Identifying Key Uncertainties in Energy Transitions: A Puerto Rico Case Study

Published in Nature Communications, 2025

Published in Nature Communications (2025).

Energy transition planning often relies on deterministic forecasts despite deep technological, economic, and climate uncertainty. This study introduces a computational framework that integrates nested Monte Carlo simulation with surrogate-based global sensitivity analysis to identify the dominant sources of uncertainty driving long-term system costs.
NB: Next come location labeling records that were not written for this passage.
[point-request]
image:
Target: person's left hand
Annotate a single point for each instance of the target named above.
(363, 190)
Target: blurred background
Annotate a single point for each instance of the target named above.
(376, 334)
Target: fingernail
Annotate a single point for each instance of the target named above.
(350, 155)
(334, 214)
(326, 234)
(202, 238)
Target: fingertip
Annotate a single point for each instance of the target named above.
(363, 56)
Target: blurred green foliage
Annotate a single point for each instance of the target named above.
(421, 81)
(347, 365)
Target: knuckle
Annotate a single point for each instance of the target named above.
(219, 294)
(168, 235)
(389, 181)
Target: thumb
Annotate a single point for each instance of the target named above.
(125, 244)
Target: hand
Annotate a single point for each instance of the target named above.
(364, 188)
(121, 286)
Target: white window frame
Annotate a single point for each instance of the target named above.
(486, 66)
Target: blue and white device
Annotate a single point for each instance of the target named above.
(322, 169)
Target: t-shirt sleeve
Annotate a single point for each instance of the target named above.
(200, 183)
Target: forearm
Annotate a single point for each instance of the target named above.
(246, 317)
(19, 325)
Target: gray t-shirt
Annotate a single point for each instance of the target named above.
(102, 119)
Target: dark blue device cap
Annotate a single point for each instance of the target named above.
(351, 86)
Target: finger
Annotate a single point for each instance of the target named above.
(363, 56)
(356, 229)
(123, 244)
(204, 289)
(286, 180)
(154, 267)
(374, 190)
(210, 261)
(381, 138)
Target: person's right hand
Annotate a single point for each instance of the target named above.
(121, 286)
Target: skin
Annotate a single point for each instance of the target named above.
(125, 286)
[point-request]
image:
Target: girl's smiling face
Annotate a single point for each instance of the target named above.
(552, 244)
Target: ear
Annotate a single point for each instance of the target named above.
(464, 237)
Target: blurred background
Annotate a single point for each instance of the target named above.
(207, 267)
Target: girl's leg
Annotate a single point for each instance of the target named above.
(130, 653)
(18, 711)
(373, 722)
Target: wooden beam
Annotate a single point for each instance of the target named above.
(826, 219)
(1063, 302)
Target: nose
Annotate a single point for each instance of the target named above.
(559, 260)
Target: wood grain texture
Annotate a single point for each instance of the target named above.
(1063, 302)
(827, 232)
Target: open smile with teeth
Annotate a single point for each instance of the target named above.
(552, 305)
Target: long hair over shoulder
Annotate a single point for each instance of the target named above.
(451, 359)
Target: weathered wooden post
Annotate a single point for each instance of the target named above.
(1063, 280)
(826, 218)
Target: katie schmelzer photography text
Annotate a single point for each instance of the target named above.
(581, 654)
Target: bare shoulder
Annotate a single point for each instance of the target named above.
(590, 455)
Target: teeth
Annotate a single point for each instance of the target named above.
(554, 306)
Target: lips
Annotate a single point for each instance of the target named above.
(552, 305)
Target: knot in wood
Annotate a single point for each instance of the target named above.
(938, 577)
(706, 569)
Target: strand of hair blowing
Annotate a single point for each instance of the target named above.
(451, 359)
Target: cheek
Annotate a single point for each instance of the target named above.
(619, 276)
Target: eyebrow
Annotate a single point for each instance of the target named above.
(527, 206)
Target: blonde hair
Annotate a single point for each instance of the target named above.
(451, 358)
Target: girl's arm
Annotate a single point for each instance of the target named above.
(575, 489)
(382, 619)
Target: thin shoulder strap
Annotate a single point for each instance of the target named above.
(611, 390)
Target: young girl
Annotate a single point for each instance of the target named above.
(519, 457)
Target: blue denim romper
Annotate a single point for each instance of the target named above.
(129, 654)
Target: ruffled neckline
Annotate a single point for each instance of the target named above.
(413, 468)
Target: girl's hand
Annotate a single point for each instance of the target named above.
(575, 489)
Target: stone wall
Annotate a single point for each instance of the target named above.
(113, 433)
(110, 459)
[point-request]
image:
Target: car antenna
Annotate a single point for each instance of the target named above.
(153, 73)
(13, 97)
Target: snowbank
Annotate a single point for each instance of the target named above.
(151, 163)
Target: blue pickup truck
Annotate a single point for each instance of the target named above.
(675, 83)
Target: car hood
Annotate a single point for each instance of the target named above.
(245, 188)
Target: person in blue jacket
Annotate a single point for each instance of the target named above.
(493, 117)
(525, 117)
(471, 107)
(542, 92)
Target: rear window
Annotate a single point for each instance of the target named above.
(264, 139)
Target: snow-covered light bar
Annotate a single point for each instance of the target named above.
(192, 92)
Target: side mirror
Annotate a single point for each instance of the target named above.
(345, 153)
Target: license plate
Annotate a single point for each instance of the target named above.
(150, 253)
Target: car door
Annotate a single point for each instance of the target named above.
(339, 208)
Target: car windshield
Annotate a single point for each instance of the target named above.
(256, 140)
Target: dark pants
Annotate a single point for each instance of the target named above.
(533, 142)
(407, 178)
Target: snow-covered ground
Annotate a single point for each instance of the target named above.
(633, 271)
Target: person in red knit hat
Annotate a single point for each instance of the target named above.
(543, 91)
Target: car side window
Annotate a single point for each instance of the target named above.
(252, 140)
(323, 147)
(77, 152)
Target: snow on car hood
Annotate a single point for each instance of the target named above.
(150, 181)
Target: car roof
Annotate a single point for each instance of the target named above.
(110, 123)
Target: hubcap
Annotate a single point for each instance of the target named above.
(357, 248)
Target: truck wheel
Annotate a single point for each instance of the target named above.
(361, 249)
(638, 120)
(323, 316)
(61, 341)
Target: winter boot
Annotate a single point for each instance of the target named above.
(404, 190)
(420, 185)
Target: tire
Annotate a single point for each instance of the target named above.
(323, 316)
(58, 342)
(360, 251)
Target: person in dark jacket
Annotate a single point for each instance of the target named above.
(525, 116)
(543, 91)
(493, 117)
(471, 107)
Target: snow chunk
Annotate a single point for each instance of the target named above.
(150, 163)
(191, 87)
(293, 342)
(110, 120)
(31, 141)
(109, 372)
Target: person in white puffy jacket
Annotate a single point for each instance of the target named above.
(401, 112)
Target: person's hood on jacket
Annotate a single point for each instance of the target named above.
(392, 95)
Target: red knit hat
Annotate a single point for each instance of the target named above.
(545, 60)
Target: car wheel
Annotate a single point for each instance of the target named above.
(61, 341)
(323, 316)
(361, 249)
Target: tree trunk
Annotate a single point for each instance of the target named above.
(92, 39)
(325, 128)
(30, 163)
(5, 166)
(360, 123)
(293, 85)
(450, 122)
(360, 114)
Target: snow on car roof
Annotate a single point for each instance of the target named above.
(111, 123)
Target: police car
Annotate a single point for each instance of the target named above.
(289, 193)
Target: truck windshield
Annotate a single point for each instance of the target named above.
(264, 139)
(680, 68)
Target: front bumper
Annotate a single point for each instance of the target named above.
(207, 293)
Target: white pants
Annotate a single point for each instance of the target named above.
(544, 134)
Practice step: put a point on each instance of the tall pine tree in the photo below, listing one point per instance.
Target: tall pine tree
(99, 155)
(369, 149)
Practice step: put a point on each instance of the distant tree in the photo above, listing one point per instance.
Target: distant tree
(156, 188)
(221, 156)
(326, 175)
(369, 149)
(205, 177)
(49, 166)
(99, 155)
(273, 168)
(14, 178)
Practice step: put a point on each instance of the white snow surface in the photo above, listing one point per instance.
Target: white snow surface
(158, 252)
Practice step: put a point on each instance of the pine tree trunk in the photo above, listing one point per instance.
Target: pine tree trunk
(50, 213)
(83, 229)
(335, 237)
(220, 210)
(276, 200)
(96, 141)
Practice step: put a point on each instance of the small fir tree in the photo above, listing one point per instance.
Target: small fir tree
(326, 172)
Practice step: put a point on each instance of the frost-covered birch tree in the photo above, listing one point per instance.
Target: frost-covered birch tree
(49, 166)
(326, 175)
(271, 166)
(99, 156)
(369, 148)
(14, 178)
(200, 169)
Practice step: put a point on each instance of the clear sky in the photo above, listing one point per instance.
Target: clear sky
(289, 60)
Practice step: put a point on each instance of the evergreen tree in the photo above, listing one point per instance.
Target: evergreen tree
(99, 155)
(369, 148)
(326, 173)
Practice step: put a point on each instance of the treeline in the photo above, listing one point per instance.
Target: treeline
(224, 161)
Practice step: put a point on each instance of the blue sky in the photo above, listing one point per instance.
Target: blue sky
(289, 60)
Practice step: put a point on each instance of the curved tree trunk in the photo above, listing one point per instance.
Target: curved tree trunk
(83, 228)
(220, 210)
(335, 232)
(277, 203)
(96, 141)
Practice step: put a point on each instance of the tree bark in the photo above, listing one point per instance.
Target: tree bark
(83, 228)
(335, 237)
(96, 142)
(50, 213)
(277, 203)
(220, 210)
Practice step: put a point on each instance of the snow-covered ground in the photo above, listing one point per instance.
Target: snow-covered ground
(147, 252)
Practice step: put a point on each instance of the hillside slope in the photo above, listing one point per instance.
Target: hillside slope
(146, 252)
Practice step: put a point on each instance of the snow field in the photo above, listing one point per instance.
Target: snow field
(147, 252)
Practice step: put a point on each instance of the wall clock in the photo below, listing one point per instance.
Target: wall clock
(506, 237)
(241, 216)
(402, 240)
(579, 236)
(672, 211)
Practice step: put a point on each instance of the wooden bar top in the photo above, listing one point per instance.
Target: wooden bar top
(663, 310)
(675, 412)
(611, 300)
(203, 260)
Applied to Puerto Rico’s hurricane-prone power system, the analysis shows that uncertainty in hurricane frequency and organizational inefficiency dominate total expected cost variance, while fuel price uncertainty drives operational cost variance. Results demonstrate that deterministic cost comparisons can misrepresent transition risk, with fully renewable and fully decarbonized pathways having substantial probability of being less costly than business-as-usual.

Keywords: energy transition, uncertainty quantification, global sensitivity analysis, Monte Carlo simulation, resilience

Recommended citation: Khayambashi, K., Clarens, A. F., Shobe, W. M., & Alemazkoor, N. (2025). Identifying key uncertainties in energy transitions: A Puerto Rico case study. Nature Communications, 16(1), 9064.